I've been on levo 125mg / day for 3o years. Actavis for as long as I can remember. My chemist recently randomly gave me teva. Within a week my anxiety was astronomical. Sorry don't do heart rates. Second week bad aches and pains started along with swinging between constipation and the other. My urine also went illuminous yellow and I generally started to feel quite unwell. Third week the pain in my joints was bad, especially my knees. Walking up stairs was agony and by the time I got to the top I felt like collapsing and needed to lie down.
All of this was a massive change in my symptoms and the way I felt. Personally I'd change from teva to another brand ASAP. Just 3 days after I changed I felt a whole lot better 👍
Okay Thanks, will go talk to chemist tomorrow. It's the kind of pain I've had before when something bugs my kidneys which is why I questioned the teva as the only new thing although cannot in the life of me work out what's in it that would do that???
Ah just worked it out - just saw mannitol - which is a sweetner - by body reacts badly to any sweetner including ones from natural sources like stevia and just saw this:
Mannitol is a type of sugar alcohol which is also used as a medication.[1][2] As a sugar, it is often used as a sweetener in diabetic food, as it is poorly absorbed from the intestines.[1] As a medication, it is used to decrease high pressures in the eyes, seen in glaucoma, and to lower increased intracranial pressure.[3][2] Medically, it is given by injection. Effects typically begin within 15 minutes and last up to 8 hours.[4]
Common side effects from medical use include electrolyte problems and dehydration.[4] Other serious side effects may include worsening heart failure and kidney problems.[4][2] It is unclear if use is safe in pregnancy. Mannitol is in the osmotic diuretic family of medications and works by pulling fluid from the brain and eyes.[4]

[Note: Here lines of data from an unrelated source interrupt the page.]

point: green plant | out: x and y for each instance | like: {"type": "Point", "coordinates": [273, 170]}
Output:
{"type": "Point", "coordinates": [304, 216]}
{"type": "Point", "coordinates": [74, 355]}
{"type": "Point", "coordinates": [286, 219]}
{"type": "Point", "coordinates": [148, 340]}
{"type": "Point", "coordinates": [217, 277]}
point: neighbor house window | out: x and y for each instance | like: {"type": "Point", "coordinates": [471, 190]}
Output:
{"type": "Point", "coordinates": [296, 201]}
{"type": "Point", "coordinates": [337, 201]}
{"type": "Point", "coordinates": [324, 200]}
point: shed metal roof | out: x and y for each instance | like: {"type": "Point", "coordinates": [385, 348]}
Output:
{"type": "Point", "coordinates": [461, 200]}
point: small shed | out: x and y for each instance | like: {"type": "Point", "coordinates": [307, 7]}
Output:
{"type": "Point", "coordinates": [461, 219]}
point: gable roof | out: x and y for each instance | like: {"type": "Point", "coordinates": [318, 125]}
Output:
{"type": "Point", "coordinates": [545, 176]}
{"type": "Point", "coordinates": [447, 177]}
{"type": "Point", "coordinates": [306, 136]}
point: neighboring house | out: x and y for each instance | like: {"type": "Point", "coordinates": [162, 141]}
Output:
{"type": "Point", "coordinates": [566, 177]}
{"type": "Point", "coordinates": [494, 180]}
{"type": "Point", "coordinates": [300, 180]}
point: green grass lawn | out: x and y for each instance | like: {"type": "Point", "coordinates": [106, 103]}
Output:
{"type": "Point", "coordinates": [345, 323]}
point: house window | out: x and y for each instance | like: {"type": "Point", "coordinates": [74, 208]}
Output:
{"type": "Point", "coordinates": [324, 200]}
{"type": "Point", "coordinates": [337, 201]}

It has another additive as well and I normally avoid these things - why they have to add so much crap in these things
No pretence at understanding. But I am not at all convinced that it is simply one ingredient, or even combinations of ingredients.
I suspect that many of us could take each and every one of the ingredients separately without any issues. For example, another medicine that contains acacia powder, or magnesium stearate.
My suggestion is that it is impurities and/or degradation products. Maybe levothyroxine actually chemically reacts with other ingredients and forms compounds which affect some of us?
Another thought is that somehow the ingredients of the tablets changes how our microbiomes react to levothyroxine? So our reactions depend on what we have in our guts. This thought pushes me to question the whole idea of oral delivery of thyroid hormones. I'd love to see some decent research that compared injections, or implantable pumps, or inhalable aerosols, or anything else.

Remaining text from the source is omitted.